以前发在博客园的文章,今天被人翻出来,发现这个在CSDN的下载量和评论都不错,因此搬过来与大家分享。为了方便大家下载源代码,我把代码托管到开源中国了,呵呵!
有点懒,以前写博客都没坚持住,我在这边是当作日记功能,也就没把以前的东东整理过来。
最近有项目要做一个高性能网络服务器,决定下功夫搞定完成端口(IOCP),最终花了一个星期终于把它弄清楚了,并用C++写了一个版本,效率很不错。
但,从项目的总体需求来考虑,最终决定上.net平台,因此又花了一天一夜弄出了一个C#版,在这与大家分享。
一些心得体会:
1、在C#中,不用去面对完成端口的操作系统内核对象,Microsoft已经为我们提供了SocketAsyncEventArgs类,它封装了IOCP的使用。请参考:http://msdn.microsoft.com/zh-cn/library/system.net.sockets.socketasynceventargs.aspx?cs-save-lang=1&cs-lang=cpp#code-snippet-1。
2、我的SocketAsyncEventArgsPool类使用List对象来存储对客户端来通信的SocketAsyncEventArgs对象,它相当于直接使用内核对象时的IoContext。我这样设计比用堆栈来实现的好处理是,我可以在SocketAsyncEventArgsPool池中找到任何一个与服务器连接的客户,主动向它发信息。而用堆栈来实现的话,要主动给客户发信息,则还要设计一个结构来存储已连接上服务器的客户。
3、对每一个客户端不管还发送还是接收,我使用同一个SocketAsyncEventArgs对象,对每一个客户端来说,通信是同步进行的,也就是说服务器高度保证同一个客户连接上要么在投递发送请求,并等待;或者是在投递接收请求,等待中。
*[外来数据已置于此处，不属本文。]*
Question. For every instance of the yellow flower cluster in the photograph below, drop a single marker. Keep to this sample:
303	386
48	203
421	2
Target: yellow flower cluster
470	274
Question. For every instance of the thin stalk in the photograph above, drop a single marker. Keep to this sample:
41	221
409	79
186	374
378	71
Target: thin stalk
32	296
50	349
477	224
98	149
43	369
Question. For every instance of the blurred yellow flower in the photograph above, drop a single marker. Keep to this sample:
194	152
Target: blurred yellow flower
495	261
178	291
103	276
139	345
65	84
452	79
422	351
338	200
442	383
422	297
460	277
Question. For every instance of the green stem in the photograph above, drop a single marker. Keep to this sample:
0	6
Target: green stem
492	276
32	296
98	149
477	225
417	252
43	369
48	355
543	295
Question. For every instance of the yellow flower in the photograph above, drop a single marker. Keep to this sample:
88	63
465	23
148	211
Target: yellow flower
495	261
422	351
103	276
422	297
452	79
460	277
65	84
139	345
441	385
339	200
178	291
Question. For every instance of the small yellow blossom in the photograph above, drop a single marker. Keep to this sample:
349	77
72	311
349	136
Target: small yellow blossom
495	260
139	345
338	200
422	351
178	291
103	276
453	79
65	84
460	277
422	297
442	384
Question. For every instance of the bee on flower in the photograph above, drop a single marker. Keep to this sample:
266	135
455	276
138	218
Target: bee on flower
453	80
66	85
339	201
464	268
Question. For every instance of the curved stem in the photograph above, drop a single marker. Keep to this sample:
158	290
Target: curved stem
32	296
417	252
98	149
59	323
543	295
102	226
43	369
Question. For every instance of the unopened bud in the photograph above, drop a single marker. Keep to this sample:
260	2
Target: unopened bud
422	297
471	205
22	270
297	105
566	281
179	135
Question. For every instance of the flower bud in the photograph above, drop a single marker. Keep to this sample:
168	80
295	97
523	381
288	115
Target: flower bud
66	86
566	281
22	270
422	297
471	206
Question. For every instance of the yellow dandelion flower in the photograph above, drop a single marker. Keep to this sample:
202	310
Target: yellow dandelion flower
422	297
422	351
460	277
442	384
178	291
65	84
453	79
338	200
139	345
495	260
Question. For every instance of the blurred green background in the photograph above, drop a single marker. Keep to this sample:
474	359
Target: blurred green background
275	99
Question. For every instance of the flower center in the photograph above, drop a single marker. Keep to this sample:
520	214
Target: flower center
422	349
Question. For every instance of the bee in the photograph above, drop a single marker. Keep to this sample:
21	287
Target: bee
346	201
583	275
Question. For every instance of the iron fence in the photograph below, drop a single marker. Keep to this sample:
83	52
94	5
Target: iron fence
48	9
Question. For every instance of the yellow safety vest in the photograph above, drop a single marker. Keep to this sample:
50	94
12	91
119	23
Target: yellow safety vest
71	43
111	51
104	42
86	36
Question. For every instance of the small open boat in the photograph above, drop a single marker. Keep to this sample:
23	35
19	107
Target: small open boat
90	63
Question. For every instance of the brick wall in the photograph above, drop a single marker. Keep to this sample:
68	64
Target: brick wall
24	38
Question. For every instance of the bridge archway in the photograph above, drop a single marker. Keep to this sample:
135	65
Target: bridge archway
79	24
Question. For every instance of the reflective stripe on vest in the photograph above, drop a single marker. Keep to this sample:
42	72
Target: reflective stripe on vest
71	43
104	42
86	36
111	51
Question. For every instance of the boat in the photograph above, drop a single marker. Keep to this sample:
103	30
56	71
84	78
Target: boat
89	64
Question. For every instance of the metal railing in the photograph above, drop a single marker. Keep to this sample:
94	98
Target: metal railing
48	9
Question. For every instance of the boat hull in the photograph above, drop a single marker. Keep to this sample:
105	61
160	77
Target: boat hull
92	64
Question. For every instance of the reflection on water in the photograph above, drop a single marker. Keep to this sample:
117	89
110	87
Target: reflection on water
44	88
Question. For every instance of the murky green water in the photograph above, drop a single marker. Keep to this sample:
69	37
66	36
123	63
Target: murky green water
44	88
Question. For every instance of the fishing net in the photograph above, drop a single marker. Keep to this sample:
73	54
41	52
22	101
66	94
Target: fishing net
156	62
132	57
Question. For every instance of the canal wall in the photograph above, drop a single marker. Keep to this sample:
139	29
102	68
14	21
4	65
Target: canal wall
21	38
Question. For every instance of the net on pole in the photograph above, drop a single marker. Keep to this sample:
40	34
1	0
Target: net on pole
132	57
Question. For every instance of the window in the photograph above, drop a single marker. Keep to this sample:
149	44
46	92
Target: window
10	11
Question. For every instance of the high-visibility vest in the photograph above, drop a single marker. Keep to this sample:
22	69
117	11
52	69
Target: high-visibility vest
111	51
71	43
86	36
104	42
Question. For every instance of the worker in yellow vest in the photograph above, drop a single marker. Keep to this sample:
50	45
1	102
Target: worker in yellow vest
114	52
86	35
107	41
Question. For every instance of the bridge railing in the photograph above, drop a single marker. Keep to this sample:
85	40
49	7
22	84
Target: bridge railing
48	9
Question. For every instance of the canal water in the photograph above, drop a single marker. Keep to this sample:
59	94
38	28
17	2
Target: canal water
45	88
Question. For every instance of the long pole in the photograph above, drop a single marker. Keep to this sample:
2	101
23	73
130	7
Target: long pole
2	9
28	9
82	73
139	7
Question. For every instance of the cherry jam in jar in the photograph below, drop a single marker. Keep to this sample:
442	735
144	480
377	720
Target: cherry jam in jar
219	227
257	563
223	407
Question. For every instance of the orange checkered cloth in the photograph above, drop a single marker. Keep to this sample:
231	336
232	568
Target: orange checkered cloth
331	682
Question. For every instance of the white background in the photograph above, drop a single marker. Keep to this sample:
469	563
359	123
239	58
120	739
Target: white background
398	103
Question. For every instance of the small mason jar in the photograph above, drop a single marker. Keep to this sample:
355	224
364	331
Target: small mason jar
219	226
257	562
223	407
本例只做echo服务器,还未考虑由服务器主动向客户发送信息。
4、SocketAsyncEventArgs的UserToken被直接设定为被接受的客户端Socket。
5、没有使用BufferManager 类,因为我在初始化时给每一个SocketAsyncEventArgsPool中的对象分配一个缓冲区,发送时使用Arrary.Copy来进行字符拷贝,不去改变缓冲区的位置,只改变使用的长度,因此在下次投递接收请求时恢复缓冲区长度就可以了!如果要主动给客户发信息的话,可以new一个SocketAsyncEventArgs对象,或者在初始化中建立几个来专门用于主动发送信息,因为这种需求一般是进行信息群发,建立一个对象可以用于很多次信息发送,总体来看,这种花销不大,还减去了字符拷贝和消耗。
6、测试结果:(在我的笔记本上时行的,我的本本是T420 I7 8G内存)
100客户 100,000(十万次)不间断的发送接收数据(发送和接收之间没有Sleep,就一个一循环,不断的发送与接收)
耗时3004.6325 秒完成
总共 10,000,000 一千万次访问
平均每分完成 199,691.6 次发送与接收
平均每秒完成 3,328.2 次发送与接收
整个运行过程中,内存消耗在开始两三分种后就保持稳定不再增涨。
看了一下对每个客户端的延迟最多不超过2毫秒,CPU占用在8%左右。
7、下载地址:http://download.csdn.net/detail/ztk12/4928644
8、源代码托管: http://git.oschina.net/zhoutk/IocpServer
9、主要源码:
IoContextPool.cs
IoContextPool.cs
using System;
using System.Collections.Generic;
using System.Text;
using System.Net.Sockets;
namespace IocpServer
{
/// <summary>
/// 与每个客户Socket相关联,进行Send和Receive投递时所需要的参数
/// </summary>
internal sealed class IoContextPool
{
List<SocketAsyncEventArgs> pool; //为每一个Socket客户端分配一个SocketAsyncEventArgs,用一个List管理,在程序启动时建立。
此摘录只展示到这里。